Cette stratégie semble avoir fait ses preuves, mais dans l’affaire de la grève des raffineries, Total en a-t-il fait le recours adéquat ?

Grèves des raffineries : la "stratégie Dracula" a-t-elle été bien utilisée ?

Pour le directeur de l’Institut de recherche et d’enseignement sur la négociation de l’Essec, la "stratégie Dracula" fonctionne mieux "lorsqu’elle est évoquée comme recours possible, plutôt que d’être d’emblée mise à exécution." Or, c’est exactement l’opposé qui a été effectué par l’entreprise Total qui a eu recours à cette tactique en dévoilant les salaires moyens des opérateurs de raffinerie.
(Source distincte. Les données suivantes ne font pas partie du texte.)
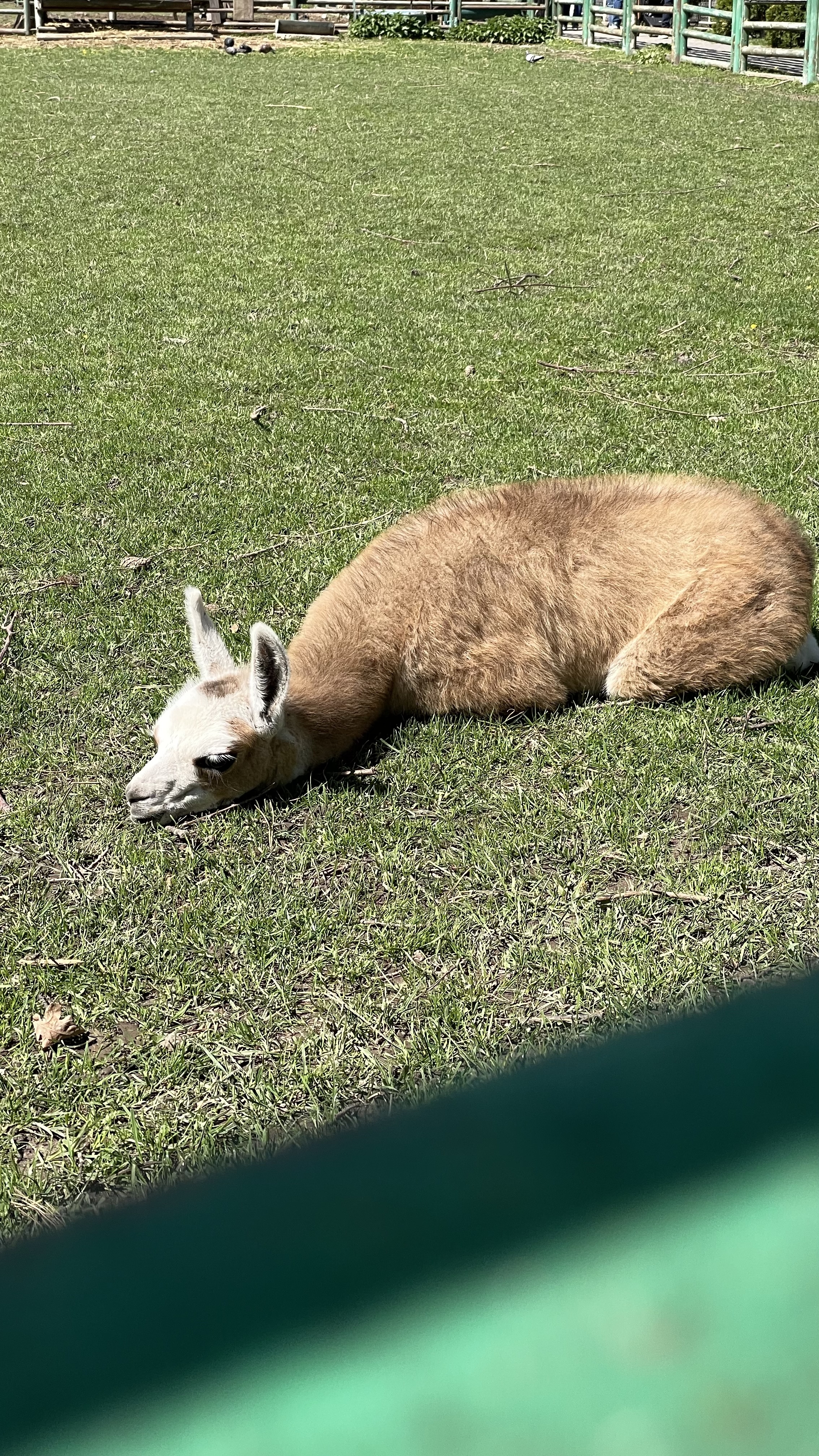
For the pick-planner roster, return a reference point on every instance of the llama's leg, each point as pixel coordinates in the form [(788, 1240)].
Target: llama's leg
[(723, 629)]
Désormais "la CGT ferait bien de s’y ranger pour le bien des salariés et celui de nos concitoyens qui ont besoin de carburants pour circuler librement", estime Aurélien Colson.

Cette stratégie est régulièrement utilisée dans le cadre de négociations. Mais d’où vient son étrange nom ?

"Stratégie Dracula" : d’où vient son nom ?

Le nom de cette tactique rappelle celui d’un célèbre vampire, et cela n’est pas un hasard. "Cette ‘mise en lumière’ fait écho à l’une des façons, paraît-il, de se débarrasser d’un vampire : l’exposer au grand jour le réduit en cendres", explique l’expert.

La première utilisation de ce terme remonterait ainsi à 1998 "lors des négociations en vue d’un Accord multilatéral sur l’investissement (AMI). Lori Wallach, directrice de l’ONG Global Trade Watch, témoignait ainsi devant la Chambre des représentants aux Etats-Unis : ‘L’AMI est un Dracula politique qui ne résiste pas à la lumière du grand jour’", relate Aurélien Colson. Les vampires sont ainsi un sujet d’inspiration, même dans le milieu de la négociation.